I don't want the users to fight the software. I would like to make it easy for them to get a foothold without resorting to bitmap gui. eg. man pages available, tar.gz packages, a PKGBUILD, an ebuild. If I were to do this, I would definitely find CI that I am comfortable with to generate and submit these things on git tag release.

All that aside, I think having a KLL -> keyboard_whatever.c available from someone would be a great first step to reducing user friction. I think a libcurses interface or a nvim plugin would be a place I would start.

squarefrog commented 8 years ago

Yeah I think gui or KLL translator is the easiest win for the end user. Part of what made the ErgoDox originally accessible was the mass drop config tool.

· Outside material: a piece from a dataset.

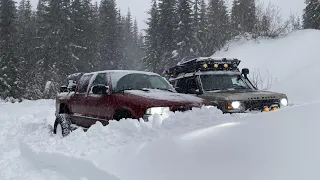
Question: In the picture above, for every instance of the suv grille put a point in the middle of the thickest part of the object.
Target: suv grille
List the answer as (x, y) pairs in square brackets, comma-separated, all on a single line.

My first layout took a while to figure out, as my C skills were rusty, so if someone isn't a programmer then it's definitely a big obstacle to overcome.

Personally, I find QMK too busy. Pulling in the repo, with hundreds of layouts for keyboards I don't own seems rediculous to me, which is why I like this simple tmk_core based approach better for me.

As for CI, I don't see why something like Travis wouldn't work, although I've only used it for iOS. It's been a while since I set up the tooling on a new machine so can't remember what exactly you need for compilation.

wobbol commented 8 years ago

Maybe a .net core gui would be the easiest way to get multiplatform without extra deps. Also, because C# seems kinda nice.

When I started, it seemed pretty easy to open a config file and change the keyboard array thing. My problem was not knowing what I wanted where and the lack of visual cues didn't help.

I think QMK is the thing that many people wanted tmk to be, a keyboard software repository. I'm glad tmk_core is available, it truly simplifies the repo layout. At the cost of making it harder to submit changes upstream.

There are a million CI choices, whoever decides to add it first should choose which I think.

Before I forget, feel free to tinker with whatever you like. I am going to continue working on the docs for a while until I feel like the sections flow in the order a new user needs them in.

wobbol commented 8 years ago

This is going to need lots of work. Ideally, a talk with the tmk_keyboard team would be needed before this can really be addressed. If this talk happens, documents concerning tmk_keyboard's direction should be submitted to tmk_keyboard.

wobbol commented 6 years ago

as long as the code is simple and well documented, this won't be a problem.